Is there anything specific to JDBCRealm in a clustered environment? Why does an identical setup work with the development profile and not clustered? Why could the roles not be assigned despite the login processing successfully?

Whe I first used glassfish I had this problem, but that was with the development profile and was easily solved by adding the security-role-mappings in sun-web.xml. Why are the security-role mappings in sun-web.xml ignored in a clustered environment?

Reply viewing options

Select your preferred way to display the comments and click "Save settings" to activate your changes.
rwillie6
Offline
Joined: 2007-11-05

Interesting development:

I got it working as I explained above, but when deploying a new version of my app, the problem came back! I'm not sure whether it came back immediately upon deployment, but it has come back without me touching the security configuration...

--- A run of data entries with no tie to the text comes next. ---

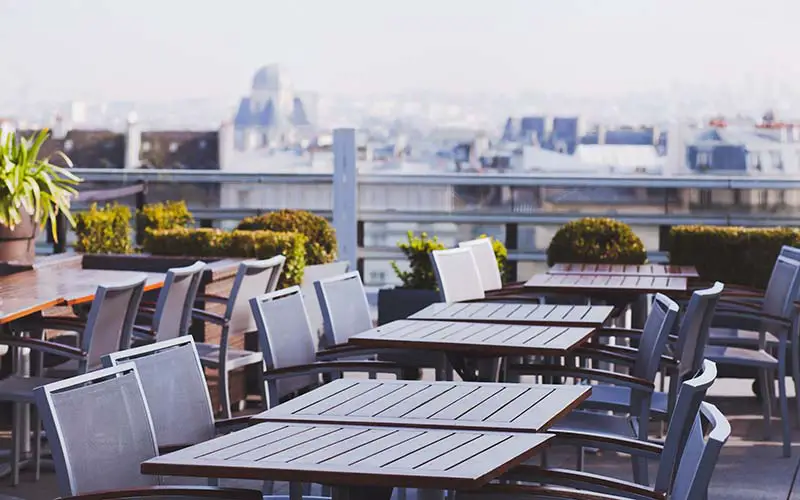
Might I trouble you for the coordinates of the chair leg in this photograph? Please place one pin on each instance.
(766, 401)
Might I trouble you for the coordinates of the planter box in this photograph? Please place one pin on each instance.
(400, 303)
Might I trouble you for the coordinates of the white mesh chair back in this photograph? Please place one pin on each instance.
(700, 456)
(174, 307)
(253, 278)
(655, 335)
(175, 388)
(486, 261)
(687, 407)
(345, 308)
(285, 337)
(312, 274)
(110, 322)
(457, 275)
(99, 430)
(694, 329)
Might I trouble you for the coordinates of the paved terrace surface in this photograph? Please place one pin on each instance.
(749, 468)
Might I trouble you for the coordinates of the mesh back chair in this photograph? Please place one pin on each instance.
(172, 314)
(100, 431)
(107, 329)
(776, 317)
(252, 279)
(686, 460)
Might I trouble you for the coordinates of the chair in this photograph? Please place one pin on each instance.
(253, 278)
(107, 329)
(172, 313)
(346, 312)
(100, 431)
(686, 459)
(176, 392)
(777, 316)
(640, 384)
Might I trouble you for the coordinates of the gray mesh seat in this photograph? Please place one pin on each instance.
(100, 431)
(171, 315)
(686, 461)
(108, 329)
(253, 278)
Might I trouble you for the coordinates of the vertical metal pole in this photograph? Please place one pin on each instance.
(345, 194)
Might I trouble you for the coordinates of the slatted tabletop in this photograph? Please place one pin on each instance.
(28, 292)
(475, 338)
(452, 405)
(606, 283)
(524, 314)
(353, 455)
(626, 270)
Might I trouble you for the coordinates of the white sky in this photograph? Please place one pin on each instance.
(151, 49)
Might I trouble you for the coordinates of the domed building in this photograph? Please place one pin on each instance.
(274, 114)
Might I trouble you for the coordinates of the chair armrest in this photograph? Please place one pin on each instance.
(575, 479)
(333, 367)
(206, 297)
(172, 491)
(210, 317)
(493, 491)
(43, 346)
(614, 378)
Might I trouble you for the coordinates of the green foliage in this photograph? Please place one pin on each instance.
(32, 186)
(596, 241)
(206, 242)
(167, 215)
(735, 255)
(320, 235)
(104, 230)
(417, 250)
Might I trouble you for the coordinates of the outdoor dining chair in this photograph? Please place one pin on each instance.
(686, 460)
(171, 315)
(640, 383)
(100, 431)
(107, 329)
(253, 278)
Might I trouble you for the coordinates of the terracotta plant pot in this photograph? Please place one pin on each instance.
(18, 245)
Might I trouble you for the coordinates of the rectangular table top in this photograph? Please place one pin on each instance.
(353, 455)
(626, 270)
(607, 283)
(28, 292)
(477, 338)
(453, 405)
(522, 313)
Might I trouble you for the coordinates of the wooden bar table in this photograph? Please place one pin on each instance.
(447, 405)
(360, 462)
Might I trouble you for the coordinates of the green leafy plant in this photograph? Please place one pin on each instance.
(31, 186)
(320, 235)
(718, 253)
(205, 242)
(167, 215)
(104, 230)
(596, 241)
(417, 249)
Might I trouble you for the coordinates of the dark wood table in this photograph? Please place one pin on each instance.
(450, 405)
(607, 284)
(626, 270)
(360, 462)
(520, 314)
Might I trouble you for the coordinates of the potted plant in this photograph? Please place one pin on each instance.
(33, 192)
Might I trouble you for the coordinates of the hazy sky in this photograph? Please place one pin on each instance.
(150, 49)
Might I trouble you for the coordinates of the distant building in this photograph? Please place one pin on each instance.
(274, 114)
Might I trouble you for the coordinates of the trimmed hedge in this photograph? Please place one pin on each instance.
(207, 242)
(596, 241)
(734, 255)
(104, 230)
(320, 235)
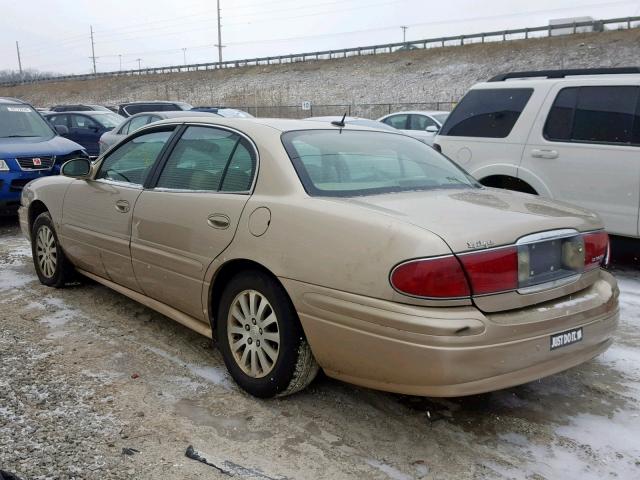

It's as if the application does not get together with the security realm during deployment, but does get together fine if the cluster is stopped, the security realm settings are saved, and then the cluster is started again.

But it's really frustrating to have to repeatedly save the same settings again every time I deploy a new version of the .war ....

rwillie6
Offline
Joined: 2007-11-05

Still having this problem.

Does anybody know if JDBCRealm acts differently in a cluster than with the developer profile?

I have the security-roles mapped in sun-web.xml. How can I find out whether those role-mappings are be read? i.e. are they read and ignored?

paulcb
Offline
Joined: 2008-02-06

I'm having the exact same issue on the latest GF V2. When i deploy on a single server, all is ok. If a create a clustered domain and deploy to that, then everything is ok... but once I re-deploy the web app, the log shows:
No Principals mapped to Role [role_name]

This is repeated for each role I have in web.xml. I can then log in, but get a 403 due to insufficient priveledges.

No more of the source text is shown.